A practical 3-month path

Month 1: build the minimum stack. One task, one simulator, one policy, one tactile representation. Finish the benchmark and prove the policy can close the loop after contact.
Month 2: harden the stack. Run robustness tests on pose error, occlusion, slip, and contact-force failure. Add a force-aware adapter only if contact misuse is now the bottleneck.
Month 3: move to the smallest real setup. Keep the task identical, preserve logging, then connect Evo-RL only after the base policy can already complete the task sometimes without online learning.

The exact Plan B I would defend to a research lead

Phase 1: UniVTAC-style visuo-tactile simulation and benchmark.
Phase 2: Diffusion Policy baseline with vision + tactile + proprio fusion.
Phase 3: force-aware tactile upgrade if insertion failure is mostly about force misuse.
Phase 4: Evo-RL-style real-robot continual improvement loop.

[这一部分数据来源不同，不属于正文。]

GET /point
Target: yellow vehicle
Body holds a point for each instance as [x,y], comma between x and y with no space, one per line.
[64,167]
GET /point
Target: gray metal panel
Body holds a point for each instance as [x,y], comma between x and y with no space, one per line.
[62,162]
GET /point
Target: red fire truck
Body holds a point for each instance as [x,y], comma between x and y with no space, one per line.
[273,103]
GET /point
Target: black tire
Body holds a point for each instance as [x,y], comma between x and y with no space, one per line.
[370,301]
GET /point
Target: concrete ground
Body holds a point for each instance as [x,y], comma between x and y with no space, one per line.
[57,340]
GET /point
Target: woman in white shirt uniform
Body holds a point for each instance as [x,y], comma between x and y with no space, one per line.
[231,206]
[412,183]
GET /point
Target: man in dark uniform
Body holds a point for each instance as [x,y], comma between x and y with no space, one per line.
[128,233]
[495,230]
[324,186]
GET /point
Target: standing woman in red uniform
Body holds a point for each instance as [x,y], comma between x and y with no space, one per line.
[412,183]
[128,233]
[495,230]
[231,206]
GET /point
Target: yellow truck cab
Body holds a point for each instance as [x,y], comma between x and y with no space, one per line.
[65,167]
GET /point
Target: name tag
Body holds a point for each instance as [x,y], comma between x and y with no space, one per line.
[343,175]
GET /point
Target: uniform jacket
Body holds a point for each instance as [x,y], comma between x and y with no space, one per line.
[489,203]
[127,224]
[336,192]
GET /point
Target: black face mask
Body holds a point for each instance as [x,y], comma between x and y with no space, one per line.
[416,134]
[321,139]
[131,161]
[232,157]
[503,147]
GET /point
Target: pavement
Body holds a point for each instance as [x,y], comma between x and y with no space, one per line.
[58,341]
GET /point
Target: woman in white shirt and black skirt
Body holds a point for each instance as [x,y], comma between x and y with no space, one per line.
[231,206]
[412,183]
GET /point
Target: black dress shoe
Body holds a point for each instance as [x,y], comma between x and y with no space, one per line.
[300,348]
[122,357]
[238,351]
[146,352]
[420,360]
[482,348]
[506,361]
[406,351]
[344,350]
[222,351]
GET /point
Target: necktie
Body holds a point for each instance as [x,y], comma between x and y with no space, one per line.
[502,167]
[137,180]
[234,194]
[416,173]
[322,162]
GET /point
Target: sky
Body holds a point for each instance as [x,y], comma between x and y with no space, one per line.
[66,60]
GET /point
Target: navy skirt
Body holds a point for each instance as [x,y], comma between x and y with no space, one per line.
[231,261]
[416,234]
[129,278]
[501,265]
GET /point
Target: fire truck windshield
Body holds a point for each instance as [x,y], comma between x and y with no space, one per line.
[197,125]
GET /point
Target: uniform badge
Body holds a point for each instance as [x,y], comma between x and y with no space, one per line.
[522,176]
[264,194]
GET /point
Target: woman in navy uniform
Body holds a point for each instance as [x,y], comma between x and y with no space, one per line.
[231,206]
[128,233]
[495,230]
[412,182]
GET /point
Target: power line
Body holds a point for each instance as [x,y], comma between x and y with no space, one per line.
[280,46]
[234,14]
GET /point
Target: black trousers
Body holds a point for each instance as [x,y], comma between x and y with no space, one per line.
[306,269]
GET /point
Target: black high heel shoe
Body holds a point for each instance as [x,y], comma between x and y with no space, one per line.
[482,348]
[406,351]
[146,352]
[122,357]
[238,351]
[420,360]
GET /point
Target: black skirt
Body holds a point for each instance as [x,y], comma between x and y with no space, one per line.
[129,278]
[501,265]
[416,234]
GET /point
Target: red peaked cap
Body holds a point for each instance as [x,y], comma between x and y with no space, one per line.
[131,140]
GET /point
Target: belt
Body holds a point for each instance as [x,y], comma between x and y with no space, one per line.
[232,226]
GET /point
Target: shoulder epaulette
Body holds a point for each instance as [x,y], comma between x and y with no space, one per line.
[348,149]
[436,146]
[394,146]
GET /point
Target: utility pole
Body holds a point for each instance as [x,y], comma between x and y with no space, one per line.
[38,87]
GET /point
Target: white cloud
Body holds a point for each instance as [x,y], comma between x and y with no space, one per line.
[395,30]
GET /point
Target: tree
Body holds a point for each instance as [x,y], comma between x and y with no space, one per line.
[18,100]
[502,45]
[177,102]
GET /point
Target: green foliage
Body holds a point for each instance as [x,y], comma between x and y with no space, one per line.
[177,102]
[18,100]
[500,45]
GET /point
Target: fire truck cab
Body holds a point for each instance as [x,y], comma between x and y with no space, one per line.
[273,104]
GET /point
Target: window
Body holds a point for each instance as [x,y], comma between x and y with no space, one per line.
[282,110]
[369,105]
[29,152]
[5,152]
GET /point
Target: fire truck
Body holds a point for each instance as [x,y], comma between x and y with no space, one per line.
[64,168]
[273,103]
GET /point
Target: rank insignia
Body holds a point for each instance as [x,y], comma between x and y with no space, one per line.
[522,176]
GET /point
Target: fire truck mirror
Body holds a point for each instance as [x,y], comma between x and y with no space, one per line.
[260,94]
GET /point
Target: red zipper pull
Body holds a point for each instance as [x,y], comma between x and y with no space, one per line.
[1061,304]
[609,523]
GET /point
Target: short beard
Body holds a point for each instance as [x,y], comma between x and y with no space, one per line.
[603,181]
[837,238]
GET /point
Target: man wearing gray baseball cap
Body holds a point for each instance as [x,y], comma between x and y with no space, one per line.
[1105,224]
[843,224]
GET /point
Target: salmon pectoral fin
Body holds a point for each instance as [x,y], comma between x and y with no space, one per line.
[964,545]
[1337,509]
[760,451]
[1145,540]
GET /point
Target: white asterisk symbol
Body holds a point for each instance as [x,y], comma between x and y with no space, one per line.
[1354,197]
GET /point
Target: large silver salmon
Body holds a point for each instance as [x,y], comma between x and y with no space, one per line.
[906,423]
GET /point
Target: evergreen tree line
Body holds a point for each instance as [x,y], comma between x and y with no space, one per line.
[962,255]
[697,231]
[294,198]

That is the lowest-risk route because each layer answers a different question:

UniVTAC / TacSL: can we generate and evaluate contact-rich data properly?
Diffusion Policy: can we turn multimodal state into stable corrective actions?
Tactile-force alignment: can we make contact signals physically meaningful?
Evo-RL: can the deployed robot learn from failure and human correction?

先说结论

Evo-RL 有价值，但不该做 VTLA 的主框架

我认真看完 Evo-RL 之后的判断是：它更适合做真机后的持续学习与纠错闭环，而不适合在项目一开始就承担 VTLA （Vision-Tactile-Language-Action）的主研发任务。

VTLA 触觉真机后训练

Evo-RL 应该放在哪一层

L1  仿真与数据生成
L2  视触觉策略学习
L3  Sim2Real
L4  真机部署与持续优化

Evo-RL 最适合放在 L4

也就是：当你已经有一个能工作的策略，再用它做 rollout、人在环接管、纠错回流、 value / advantage 估计和再训练闭环。

我会给的 Plan B

我更具体的版本是：

L1  视触觉仿真与 benchmark
    -> 先用 UniVTAC
    -> 如果团队深度绑定 Isaac Lab，再考虑 TacSL

L2  策略主干
    -> Diffusion Policy
    -> 融合 vision + tactile + proprio
    -> 连续动作 chunk 输出

L3  接触感知升级
    -> 触觉-力对齐 / force-aware adapter
    -> 当失败主要来自“用力不对”时再加

L4  真机持续学习
    -> Evo-RL 在部署后接入
    -> rollout -> intervention -> value/advantage -> retrain

先选 UniVTAC：因为它把数据生成、编码器预训练和 benchmark 做成了一套闭环，而且任务里已经包含 Insert Hole、Insert HDMI 这类和盲插高度相关的问题。
TacSL 是备选：如果你们更在意 Isaac Lab 体系和 GPU 触觉仿真吞吐，而不是统一 benchmark 设计，就可以考虑它。
先上 Diffusion Policy：它比简单回归更适合多模态连续控制，尤其适合“接触后要不断微调”的动作块生成。
再补 force-aware 触觉层：当系统已经能碰到、对准、但总是因为“力用错了”失败时，再加触觉-力对齐模块。触觉真正的价值不是多一张图，而是把接触变成可控的力语义。
最后才接 Evo-RL：只有当你已经有一个能做成任务的基础策略时，rollout、接管、value、advantage、再训练闭环才真正有意义。

为什么这套分层比“先 Evo-RL”更安全

关键不是“触觉要不要加”，而是触觉应该加在哪一层。

Language / task
   -> 高层目标与阶段切换

Vision
   -> 全局定位、接近、粗对准

Tactile / force
   -> 接触开始、滑移、过力、孔口微修正

Evo-RL
   -> 部署后的数据飞轮
   -> 不是第一性能力来源

视觉解决“去哪”，触觉解决“接触后到底发生了什么”。
Diffusion Policy 解决“怎样输出平滑、连续、可纠错的动作块”。
Evo-RL 解决“上线以后怎么继续变强”。

如果一开始就从 Evo-RL 入手，你会把感知错误、接触建模错误、动作生成错误、标定错误和在线学习不稳定性全部混在一起，这对第一个 VTLA 系统来说调试成本太高。

第一个任务我会怎么定义

我还是会选 单臂 + 双指触觉夹爪 + 盲插，但会把定义再收紧：

任务：peg insertion / HDMI-style insertion / USB-C dummy insertion。
机器人：先不用灵巧手，只用单臂 + 双指夹爪。
触觉：先从 contact depth / contact area / binary contact 或 coarse tactile 开始，不要第一天就上最复杂高分辨率方案。
观测：固定相机 + 腕部相机 + proprio + tactile。
动作空间：末端 delta pose + gripper command，按短时域 chunk 输出。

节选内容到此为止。